By talking to a handful of college students and parents, we learned that budgeting and time are common concerns in the kitchen. So they resort to cooking $0.99 top ramen to save time as a convenience and often forgetting about ingredients that may already be in their kitchen. Using what we learned, we were able distinguish three painpoints for people always on-the-go.
To better understand the target audience, their environment, and major tasks to accomplish we conducted qualitative/quantitative research with people between the ages of 18 - 45 years old. We gathered data on their current routines and major challenges.
We needed to establish a user flow that was easy to navigate while completing the task of searching/finding a quick and easy recipe. After testing the process, we were able to take that information and make changes to the search feature. Here is a task that the user is completing for “Find an easy mac and cheese recipe for dinner”.
Sketching first allowed me to gain an intimate insight on what layouts will work before getting digital with it.
Based on the task flow and sketches of the platform, we created wireframes with the following features: adding/finding/saving recipes, adding grocery items, and meal planning.
The moodboard is focused around the color yellow as it is perceived to be the happiest color which is also used in a wide range of food products. Yellow brings a sense of optimism and good feelings.
In creating the first visual style, we created visual aspects that are commonly used in the food industry and associated with healthy eating.
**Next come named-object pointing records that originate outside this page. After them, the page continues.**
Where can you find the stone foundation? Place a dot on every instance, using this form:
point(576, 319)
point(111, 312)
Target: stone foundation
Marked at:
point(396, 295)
The result was a colorful, free flowing visual take that gives a sense of home.
We learned a lot about using multi-colored type in our UI and creating various stylized elements for each page. However, after testing and critique, we were able to target additional pain points that were confusing and lacked clarity.
The second visual style is simplified and structured. We analyzed UI trends, best practices, and recipe websites/apps to develop a new UI. Version B's style is less playful and more organized. In addition to changing the visual look to be more cohesive, we also enhanced small details to create a better flow and make information clearer.
We eventually leaned on the second version to be the final design since it has better usability, greater accessibility, and clearer visual and typographical hierarchy. It allows the user to see more information at a quick glance and highlighted crucial information more heavily.
Based on our learnings from the previous visual iterations, the strongest components of both were used to create an interface that best reflects the needs of those who need to save time and money in the kitchen.
The first iteration of the visual style relied heavily on the use of multiple colors and variation of typography as the aesthetic. The second iteration allows the user to focus on important information without the use of numerous colors. If we were to continue this project, we would love to explore accessibility in user-centered design, understand how it effects those in the kitchen, and potentially design an accessibility-focused iteration.